Data_Sheet_3_Phenotypic and Molecular Epidemiology of ESBL-, AmpC-, and Carbapenemase-Producing Escherichia coli in Northern and Eastern Europe.PDF

Extended-spectrum beta-lactamases (ESBL) and AmpC producing-Escherichia coli have spread worldwide, but data about ESBL-producing-E. coli in the Northern and Eastern regions of Europe is scant. The aim of this study has been to describe the phenotypical and molecular epidemiology of different ESBL/AmpC/Carbapenemases genes in E. coli strains isolated from the Baltic States (Estonia, Latvia, and Lithuania), Norway and St. Petersburg (Russia), and to determine the predominant multilocus sequence type and single nucleotide polymorphisms diversity of E. coli isolates deduced by whole genome sequencing (WGS). A total of 10,780 clinical E. coli strains were screened for reduced sensitivity to third-generation cephalosporins. They were collected from 21 hospitals located in Estonia, Latvia, Lithuania, Norway and St. Petersburg during a 5 month period in 2012. The overall prevalence of ESBL/AmpC strains was 4.7% by phenotypical test and 3.9% by sequencing. We found more strains with the ESBL/AmpC phenotype and genotype in St. Petersburg and Latvia than other countries. Of phenotypic E. coli strains, 85% contained confirmed ESBL genes (including blaCTX–M, blaTEM–29, blaTEM–71), AmpC genes (blaCMY–59, blaACT–12/–15/–20, blaESC–6, blaFEC–1, blaDHA–1), or carbapenemase genes (blaNDM–1). blaCTX–M–1, blaCTX–M–14 and blaCTX–M–15 were found in all countries, but blaCTX–M–15 prevalence was higher in Latvia than in St. Petersburg (Russia), Estonia, Norway and Lithuania. The dominating AmpC genes were blaCMY–59 in the Baltic States and Norway, and blaDHA–1 in St. Petersburg. E. coli strains belonged to 83 different sequence types, of which the most prevalent was ST131 (40%). In conclusion, we generally found low ESBL/AmpC/Carbapenemase prevalence in E. coli strains isolated in Northern/Eastern Europe.

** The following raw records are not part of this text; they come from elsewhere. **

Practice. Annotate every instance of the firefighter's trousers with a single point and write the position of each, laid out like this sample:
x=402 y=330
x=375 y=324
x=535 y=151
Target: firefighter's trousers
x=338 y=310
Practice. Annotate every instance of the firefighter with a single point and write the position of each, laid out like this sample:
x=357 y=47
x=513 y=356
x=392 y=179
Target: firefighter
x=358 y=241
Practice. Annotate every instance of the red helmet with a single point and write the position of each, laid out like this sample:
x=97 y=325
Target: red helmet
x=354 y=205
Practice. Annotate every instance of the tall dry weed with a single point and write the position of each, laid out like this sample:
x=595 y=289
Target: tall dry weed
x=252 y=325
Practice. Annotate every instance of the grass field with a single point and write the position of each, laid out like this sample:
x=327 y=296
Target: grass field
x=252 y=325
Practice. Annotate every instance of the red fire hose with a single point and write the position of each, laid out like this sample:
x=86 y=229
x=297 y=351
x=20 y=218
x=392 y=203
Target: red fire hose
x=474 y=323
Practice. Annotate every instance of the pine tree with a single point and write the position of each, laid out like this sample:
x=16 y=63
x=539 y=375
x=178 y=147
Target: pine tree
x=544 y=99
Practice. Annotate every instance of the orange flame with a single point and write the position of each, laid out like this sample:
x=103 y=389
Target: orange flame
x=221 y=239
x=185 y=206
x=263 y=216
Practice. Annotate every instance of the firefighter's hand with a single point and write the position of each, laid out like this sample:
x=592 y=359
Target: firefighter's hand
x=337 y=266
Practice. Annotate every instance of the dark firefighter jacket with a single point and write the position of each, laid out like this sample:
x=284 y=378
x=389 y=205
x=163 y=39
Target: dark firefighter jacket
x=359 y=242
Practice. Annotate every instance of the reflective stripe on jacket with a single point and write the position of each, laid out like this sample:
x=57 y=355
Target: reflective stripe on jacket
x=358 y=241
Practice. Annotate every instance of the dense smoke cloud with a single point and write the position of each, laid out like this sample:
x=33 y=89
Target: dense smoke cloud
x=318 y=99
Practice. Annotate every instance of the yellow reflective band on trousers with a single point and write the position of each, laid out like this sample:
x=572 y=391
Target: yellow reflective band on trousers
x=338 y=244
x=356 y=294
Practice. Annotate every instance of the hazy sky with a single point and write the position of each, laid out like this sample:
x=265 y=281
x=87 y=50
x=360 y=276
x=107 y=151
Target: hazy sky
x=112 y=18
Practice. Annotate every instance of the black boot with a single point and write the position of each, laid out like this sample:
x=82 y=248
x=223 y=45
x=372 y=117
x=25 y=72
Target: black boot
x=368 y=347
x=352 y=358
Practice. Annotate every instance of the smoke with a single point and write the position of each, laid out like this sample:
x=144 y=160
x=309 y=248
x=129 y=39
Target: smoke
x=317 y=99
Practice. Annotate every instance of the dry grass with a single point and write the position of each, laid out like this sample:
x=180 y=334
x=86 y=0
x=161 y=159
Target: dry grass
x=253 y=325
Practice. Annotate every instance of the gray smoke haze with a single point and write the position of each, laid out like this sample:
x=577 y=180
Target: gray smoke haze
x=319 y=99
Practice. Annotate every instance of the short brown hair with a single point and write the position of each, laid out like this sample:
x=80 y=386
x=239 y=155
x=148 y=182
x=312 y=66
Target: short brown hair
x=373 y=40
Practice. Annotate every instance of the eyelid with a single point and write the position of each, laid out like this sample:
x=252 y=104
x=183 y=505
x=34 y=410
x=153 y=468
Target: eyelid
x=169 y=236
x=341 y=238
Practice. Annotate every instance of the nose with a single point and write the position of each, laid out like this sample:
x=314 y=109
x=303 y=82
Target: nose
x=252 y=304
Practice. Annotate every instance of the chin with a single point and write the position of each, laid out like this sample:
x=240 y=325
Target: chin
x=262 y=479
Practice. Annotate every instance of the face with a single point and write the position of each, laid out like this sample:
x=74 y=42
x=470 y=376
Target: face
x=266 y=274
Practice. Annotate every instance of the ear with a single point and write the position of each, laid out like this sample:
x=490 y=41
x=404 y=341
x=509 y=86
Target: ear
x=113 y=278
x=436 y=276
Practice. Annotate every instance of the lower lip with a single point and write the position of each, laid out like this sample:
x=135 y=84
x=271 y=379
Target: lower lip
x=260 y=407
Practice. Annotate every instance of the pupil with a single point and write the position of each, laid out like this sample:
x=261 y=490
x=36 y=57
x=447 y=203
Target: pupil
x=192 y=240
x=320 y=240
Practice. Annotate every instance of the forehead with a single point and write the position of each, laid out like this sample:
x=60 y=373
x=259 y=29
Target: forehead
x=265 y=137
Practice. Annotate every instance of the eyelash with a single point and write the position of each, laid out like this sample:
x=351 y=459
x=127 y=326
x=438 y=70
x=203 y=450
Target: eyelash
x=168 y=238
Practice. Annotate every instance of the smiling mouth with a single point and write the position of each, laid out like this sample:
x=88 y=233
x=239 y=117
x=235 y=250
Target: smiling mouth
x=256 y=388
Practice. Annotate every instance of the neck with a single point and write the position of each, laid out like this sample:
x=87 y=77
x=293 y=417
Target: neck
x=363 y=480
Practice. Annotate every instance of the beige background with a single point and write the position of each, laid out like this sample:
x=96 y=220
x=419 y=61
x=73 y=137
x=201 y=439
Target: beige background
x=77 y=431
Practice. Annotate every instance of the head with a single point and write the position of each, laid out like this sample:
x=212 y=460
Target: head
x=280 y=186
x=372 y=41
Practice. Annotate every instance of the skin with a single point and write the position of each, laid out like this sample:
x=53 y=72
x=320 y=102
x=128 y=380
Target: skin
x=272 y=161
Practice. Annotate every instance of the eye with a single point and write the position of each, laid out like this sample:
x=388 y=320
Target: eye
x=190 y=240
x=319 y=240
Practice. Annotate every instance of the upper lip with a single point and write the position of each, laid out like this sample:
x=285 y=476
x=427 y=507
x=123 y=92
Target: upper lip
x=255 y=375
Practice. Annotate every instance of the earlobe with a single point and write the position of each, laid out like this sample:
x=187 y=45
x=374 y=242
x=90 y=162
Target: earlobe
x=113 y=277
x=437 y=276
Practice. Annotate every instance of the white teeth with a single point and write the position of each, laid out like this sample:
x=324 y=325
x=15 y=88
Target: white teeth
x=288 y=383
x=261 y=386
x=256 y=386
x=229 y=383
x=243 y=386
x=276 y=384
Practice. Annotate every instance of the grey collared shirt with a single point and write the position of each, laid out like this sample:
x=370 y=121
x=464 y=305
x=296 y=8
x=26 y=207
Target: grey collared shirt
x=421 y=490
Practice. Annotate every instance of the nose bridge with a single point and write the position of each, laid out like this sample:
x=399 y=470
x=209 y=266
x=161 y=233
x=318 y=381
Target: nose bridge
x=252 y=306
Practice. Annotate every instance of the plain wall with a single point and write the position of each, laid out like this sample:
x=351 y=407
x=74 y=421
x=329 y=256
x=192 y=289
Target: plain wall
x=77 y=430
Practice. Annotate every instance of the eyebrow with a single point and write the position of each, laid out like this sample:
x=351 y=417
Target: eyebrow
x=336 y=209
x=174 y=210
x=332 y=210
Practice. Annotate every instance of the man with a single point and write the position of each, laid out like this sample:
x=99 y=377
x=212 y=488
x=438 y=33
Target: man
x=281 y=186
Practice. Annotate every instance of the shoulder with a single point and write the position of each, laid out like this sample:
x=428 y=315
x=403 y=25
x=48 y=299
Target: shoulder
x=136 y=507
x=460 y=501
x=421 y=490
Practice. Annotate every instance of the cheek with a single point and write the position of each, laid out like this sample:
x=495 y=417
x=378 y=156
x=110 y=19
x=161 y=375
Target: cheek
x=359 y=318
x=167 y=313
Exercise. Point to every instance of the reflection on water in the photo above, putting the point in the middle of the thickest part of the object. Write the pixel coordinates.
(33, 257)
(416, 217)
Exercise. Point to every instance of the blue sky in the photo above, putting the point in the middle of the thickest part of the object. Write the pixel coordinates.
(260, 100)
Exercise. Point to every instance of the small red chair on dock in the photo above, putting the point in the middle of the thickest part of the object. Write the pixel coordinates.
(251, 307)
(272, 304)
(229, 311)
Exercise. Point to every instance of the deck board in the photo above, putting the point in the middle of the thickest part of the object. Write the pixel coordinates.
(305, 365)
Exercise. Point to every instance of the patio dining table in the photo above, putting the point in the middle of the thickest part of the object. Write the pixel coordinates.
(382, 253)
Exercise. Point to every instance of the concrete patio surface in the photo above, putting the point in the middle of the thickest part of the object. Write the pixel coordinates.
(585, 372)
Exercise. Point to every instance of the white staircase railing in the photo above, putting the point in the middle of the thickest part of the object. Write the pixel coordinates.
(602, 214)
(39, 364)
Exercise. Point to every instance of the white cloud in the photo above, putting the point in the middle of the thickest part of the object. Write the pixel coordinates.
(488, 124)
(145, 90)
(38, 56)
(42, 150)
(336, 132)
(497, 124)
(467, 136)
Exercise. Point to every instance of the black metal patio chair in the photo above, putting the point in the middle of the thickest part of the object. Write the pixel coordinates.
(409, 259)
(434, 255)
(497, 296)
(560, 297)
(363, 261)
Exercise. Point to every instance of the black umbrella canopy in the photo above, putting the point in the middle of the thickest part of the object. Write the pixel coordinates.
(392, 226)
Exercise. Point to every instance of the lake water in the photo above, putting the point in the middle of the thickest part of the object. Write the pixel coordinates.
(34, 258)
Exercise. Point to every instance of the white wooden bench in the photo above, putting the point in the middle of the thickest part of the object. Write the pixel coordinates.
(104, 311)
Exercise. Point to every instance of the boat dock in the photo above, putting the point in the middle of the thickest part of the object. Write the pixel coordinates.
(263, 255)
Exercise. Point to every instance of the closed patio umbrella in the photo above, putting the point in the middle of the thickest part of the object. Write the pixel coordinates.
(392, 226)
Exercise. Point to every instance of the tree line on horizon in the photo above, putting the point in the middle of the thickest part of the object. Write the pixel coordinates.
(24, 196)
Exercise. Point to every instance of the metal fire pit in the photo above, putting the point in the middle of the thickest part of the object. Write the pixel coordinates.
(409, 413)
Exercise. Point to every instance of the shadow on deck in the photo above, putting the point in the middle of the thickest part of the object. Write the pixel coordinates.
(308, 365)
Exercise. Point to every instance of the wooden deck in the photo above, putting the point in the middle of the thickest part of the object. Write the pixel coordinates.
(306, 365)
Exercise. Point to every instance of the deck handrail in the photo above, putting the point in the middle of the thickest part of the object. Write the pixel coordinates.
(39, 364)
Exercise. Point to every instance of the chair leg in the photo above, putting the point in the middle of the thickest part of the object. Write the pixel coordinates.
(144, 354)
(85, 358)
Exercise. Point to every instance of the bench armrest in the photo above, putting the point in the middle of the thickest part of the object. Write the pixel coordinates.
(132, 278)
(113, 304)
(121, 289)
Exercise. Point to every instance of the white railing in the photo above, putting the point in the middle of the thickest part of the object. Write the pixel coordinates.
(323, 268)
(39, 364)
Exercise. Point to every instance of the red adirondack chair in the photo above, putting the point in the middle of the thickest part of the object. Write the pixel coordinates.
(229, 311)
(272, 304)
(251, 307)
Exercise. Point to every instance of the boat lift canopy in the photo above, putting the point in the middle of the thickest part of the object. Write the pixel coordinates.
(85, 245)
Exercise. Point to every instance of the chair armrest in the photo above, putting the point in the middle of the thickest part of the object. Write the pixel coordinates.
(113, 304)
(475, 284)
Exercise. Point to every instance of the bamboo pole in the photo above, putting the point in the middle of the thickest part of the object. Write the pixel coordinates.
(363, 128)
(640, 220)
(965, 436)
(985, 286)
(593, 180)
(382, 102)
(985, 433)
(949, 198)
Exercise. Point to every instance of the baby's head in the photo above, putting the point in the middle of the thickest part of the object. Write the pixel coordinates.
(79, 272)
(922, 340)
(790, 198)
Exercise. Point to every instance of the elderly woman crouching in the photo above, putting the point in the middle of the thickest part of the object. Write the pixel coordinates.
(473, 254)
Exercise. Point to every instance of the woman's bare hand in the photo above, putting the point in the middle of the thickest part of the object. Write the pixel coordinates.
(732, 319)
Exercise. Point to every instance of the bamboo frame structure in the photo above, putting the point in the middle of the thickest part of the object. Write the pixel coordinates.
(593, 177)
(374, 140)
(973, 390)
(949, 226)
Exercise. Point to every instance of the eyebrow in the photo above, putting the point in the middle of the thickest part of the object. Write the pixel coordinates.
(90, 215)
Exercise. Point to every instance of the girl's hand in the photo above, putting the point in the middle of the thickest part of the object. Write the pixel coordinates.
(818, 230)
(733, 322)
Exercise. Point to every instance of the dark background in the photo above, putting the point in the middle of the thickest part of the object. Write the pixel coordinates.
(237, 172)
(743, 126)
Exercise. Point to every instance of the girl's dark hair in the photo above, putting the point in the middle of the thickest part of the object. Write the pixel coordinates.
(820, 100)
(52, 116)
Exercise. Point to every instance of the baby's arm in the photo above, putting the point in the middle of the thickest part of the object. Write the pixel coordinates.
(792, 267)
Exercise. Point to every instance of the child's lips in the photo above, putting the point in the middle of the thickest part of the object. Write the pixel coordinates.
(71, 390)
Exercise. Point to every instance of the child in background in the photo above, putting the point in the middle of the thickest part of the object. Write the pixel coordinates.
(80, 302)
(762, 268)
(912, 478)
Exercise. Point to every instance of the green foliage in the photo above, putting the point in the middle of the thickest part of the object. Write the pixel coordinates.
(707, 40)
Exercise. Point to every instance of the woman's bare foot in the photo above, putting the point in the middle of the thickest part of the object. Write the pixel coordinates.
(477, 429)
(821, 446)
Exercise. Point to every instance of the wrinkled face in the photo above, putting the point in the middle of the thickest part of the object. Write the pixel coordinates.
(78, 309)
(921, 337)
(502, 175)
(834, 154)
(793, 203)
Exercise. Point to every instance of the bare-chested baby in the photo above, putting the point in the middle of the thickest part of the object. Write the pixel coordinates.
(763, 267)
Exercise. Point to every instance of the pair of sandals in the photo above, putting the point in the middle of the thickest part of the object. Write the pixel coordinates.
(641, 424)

However, several inter-country differences in distribution of particular genes and multilocus sequence types were found.

广谱β-内酰胺酶（ESBL）和AmpC型产生的大肠杆菌已在全球范围内传播，然而关于欧洲北部和东部地区ESBL型大肠杆菌的数据却极为匮乏。本研究旨在描述从波罗的海国家（爱沙尼亚、拉脱维亚和立陶宛）、挪威以及俄罗斯圣彼得堡分离出的大肠杆菌菌株中不同ESBL/AmpC/碳青霉烯酶基因的表型及分子流行病学特征，并确定由全基因组测序（WGS）推断出的E. coli菌株优势的多重基因座序列型和单核苷酸多态性多样性。总计10,780个临床E. coli菌株被筛选出对第三代头孢菌素的敏感性降低。这些菌株收集自2012年5个月期间位于爱沙尼亚、拉脱维亚、立陶宛、挪威和圣彼得堡的21家医院。通过表型测试，ESBL/AmpC菌株的总患病率为4.7%，而通过测序为3.9%。我们发现圣彼得堡和拉脱维亚比其他国家拥有更多具有ESBL/AmpC表型和基因型的菌株。在表型E. coli菌株中，85%含有已确认的ESBL基因（包括blaCTX–M、blaTEM–29、blaTEM–71），AmpC基因（blaCMY–59、blaACT–12/–15/–20、blaESC–6、blaFEC–1、blaDHA–1）或碳青霉烯酶基因（blaNDM–1）。blaCTX–M–1、blaCTX–M–14和blaCTX–M–15在所有国家均有发现，但blaCTX–M–15在拉脱维亚的患病率高于圣彼得堡（俄罗斯）、爱沙尼亚、挪威和立陶宛。在波罗的海国家和挪威中，优势AmpC基因是blaCMY–59，而在圣彼得堡是blaDHA–1。E. coli菌株属于83种不同的序列型，其中最普遍的是ST131（占40%）。综上所述，我们在北/东欧分离的E. coli菌株中普遍发现ESBL/AmpC/碳青霉烯酶的患病率较低。然而，发现不同国家之间在特定基因和多重基因座序列型分布上存在显著差异。